How to use unit test's @patch to mock self.attribute.savefig for matplotlib?


I'm trying to figure out how to mock matplotlib's plt.savefig inside a class to test if my GUI's button is actually saving a figure. For simplicity's sake, I will not include the GUI, but only the part I am testing. Here is the code structure:

I'm using pytest to run the test file.

This code is in file1, and it is the code I want to test:

import matplotlib.pyplot as plt
from matplotlib.backends.backend_tkagg import FigureCanvasTkAgg, NavigationToolbar2Tk


class MyClass:
    
    def __init__(self):
        pass

    def to_test(self):

        if hasattr(self, 'attribute'): # The self.attribute variable would be defined in another function, but I do not want to call that function as part of the test
            filepath= 'the_file_path'
            self.attribute.savefig(filepath)

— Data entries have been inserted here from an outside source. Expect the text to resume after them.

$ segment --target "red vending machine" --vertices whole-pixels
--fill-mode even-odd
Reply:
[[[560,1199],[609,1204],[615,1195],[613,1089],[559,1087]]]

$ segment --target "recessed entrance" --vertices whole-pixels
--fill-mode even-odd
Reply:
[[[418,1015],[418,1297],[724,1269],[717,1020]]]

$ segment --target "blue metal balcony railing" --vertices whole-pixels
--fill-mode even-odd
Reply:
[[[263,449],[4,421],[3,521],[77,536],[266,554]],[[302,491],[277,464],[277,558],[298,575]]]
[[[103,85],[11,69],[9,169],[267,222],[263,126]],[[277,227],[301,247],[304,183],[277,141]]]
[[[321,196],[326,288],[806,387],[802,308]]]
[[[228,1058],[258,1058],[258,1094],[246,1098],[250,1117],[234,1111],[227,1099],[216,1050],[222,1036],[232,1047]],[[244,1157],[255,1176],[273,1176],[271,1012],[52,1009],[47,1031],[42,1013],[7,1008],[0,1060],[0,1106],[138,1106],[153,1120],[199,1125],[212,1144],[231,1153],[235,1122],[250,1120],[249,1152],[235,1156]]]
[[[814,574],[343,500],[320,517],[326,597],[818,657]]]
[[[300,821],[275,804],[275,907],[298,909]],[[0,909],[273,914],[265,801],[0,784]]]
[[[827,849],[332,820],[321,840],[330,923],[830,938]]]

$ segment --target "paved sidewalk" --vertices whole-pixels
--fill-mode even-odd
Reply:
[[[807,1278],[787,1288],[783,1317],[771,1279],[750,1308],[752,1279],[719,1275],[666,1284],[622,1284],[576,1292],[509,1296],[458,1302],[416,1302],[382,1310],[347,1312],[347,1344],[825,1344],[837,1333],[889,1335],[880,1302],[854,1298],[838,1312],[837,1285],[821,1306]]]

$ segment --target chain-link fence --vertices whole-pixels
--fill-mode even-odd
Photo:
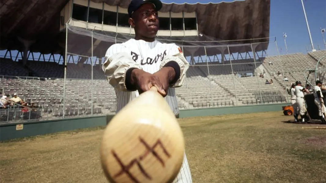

    def invoke(self): # This is the simplified command the tk.Button of my GUI would call
        self.to_test()

My goal is to make sure that whenever MyClass.invoke() is called, self.attribute.savefig() is also called

This is inside my test file

import unittest
from unittest.mock import patch, MagicMock
import sys
sys.path.append('path to directory')
from file1 import MyClass


@patch('file1.plt.savefig')
def test(mock_save):
    myclass = MyClass()
    myclass.attribute = MagicMock()
    myclass.invoke()
    assert mock_save.call_count == 1

Unfortunately, when I run this test, the following error occurs

E       AssertionError: assert 0 == 1
E        +  where 0 = <MagicMock name='savefig' id='4471947984'>.call_count

Does anyone know why?


Solution

  • The reason why this is happening is that when you assign a MagicMock to .attribute, it has nothing to do with the Mock that your @patch operator has used to override pyplot.savefig. What you can instead do is get rid of the patch and test that the savefig method on the manually-assigned MagicMock is called using assert_called_once. Here's an example from the Python official docs:

    >>> mock = Mock()
    
    >>> mock.method()
    <Mock name='mock.method()' id='...'>
    
    >>> mock.method.assert_called_once()
    
    >>> mock.method()
    <Mock name='mock.method()' id='...'>
    
    >>> mock.method.assert_called_once()
    Traceback (most recent call last):
    ...
    AssertionError: Expected 'method' to have been called once. Called 2 times.
    

    https://docs.python.org/3/library/unittest.mock.html#unittest.mock.Mock.assert_called_once

    The reason why this happens is that Mock objects create all called methods and attributes as you call them, so when you call attribute.savefig the object creates a new attribute which is itself a callable Mock, and all calls are registered against that.